Workers check the condition of photovoltaic (PV) solar panels at a PV station in Wuyi County, north China's Hebei Province, March 30, 2019. /Xinhua

U.S. President Joe Biden may have performed a mea culpa on climate for his predecessor's actions, but, as Chinese President Xi Jinping said in his written remarks to COP26, visions will come true only when we act on them. Biden's visions haven't been acted upon. He wanted to come into COP26 with his flagship climate legislation having passed Congress; he got nothing. He wanted to lead the the developed world to assist developing world on climate issues, but the $100 billion a year in climate finance for developing countries by 2020 is yet to be fulfilled. And other than calling on the developed world to step up in helping developing countries, Biden didn't make any numerical commitments during his speech at COP26.
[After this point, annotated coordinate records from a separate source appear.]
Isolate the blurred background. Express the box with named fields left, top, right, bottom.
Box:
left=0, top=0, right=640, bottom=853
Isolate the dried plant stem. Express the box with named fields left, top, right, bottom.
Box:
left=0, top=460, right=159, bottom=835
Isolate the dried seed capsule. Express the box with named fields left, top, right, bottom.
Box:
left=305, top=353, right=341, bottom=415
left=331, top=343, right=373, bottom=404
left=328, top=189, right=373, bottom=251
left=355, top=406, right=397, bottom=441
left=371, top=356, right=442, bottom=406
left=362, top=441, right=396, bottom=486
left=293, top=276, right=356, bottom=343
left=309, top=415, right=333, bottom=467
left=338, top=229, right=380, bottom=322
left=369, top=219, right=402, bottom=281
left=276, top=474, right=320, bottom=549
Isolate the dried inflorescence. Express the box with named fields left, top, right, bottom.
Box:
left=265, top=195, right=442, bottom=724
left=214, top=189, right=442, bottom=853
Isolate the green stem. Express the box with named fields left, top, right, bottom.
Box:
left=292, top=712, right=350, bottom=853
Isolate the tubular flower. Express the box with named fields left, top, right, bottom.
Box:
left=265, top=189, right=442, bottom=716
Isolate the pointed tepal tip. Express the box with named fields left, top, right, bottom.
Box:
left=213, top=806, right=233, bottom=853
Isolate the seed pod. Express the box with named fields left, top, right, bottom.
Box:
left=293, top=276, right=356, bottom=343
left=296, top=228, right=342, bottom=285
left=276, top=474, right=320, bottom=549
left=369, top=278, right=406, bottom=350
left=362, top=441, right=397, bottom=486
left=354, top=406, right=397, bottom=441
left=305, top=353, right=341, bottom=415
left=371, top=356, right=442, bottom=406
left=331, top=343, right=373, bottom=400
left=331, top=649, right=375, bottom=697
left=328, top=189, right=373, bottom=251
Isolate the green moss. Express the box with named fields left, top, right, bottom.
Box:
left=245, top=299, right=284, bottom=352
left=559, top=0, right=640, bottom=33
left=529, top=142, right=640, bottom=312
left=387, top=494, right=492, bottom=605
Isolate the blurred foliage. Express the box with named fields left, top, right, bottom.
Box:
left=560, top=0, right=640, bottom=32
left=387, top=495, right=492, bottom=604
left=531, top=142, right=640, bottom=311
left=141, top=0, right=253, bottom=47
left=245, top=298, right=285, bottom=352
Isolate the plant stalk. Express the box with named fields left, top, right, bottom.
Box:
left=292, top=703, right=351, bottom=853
Mohamed Adow, director of the think tank Power Shift Africa, told Bloomberg that "the U.S. is still woefully short of what it owes and this needs to be increased urgently." Biden's inability to get climate issues acted on and little movement besides pretty rhetoric is even more striking given a recent poll has found that 50 percent of Americans believe that the current U.S. policies on climate don't go far enough.

Fighting climate change is a delicate balancing between contributing to the global fight and the need for domestic development. The U.S., as the largest emitter in history with one of the highest emission rates per capita in the world, has to take responsibility and make concrete contributions beyond what it is doing right now. The developed world, benefiting from unrestrained emissions during the Industrial Revolution, developed economic prowess on the back of a high proportion of CO2 emissions. It is only natural that they should take up a larger share in cleaning it up. The U.S. and the developed world cannot expect China or Russia to shoulder the burden while continuing to give their own citizens and businesses a free hand at polluting the world.

Putting the focus on China and Russia will overshadow the real problem in the global campaign against climate change. It is the negligence of the developed world that needs to be put under the spotlight. Trying to take advantage of the developing world's commitments and actions to give themselves more room is not what being responsible looks like. Every country needs to step up. The developed world needs to step up even more.

It's not about aliens or great-power politics, but the simple fact that some shirk their duties while others try to do the job. It is on all of us to safeguard our world – from aliens and the hostile climate alike.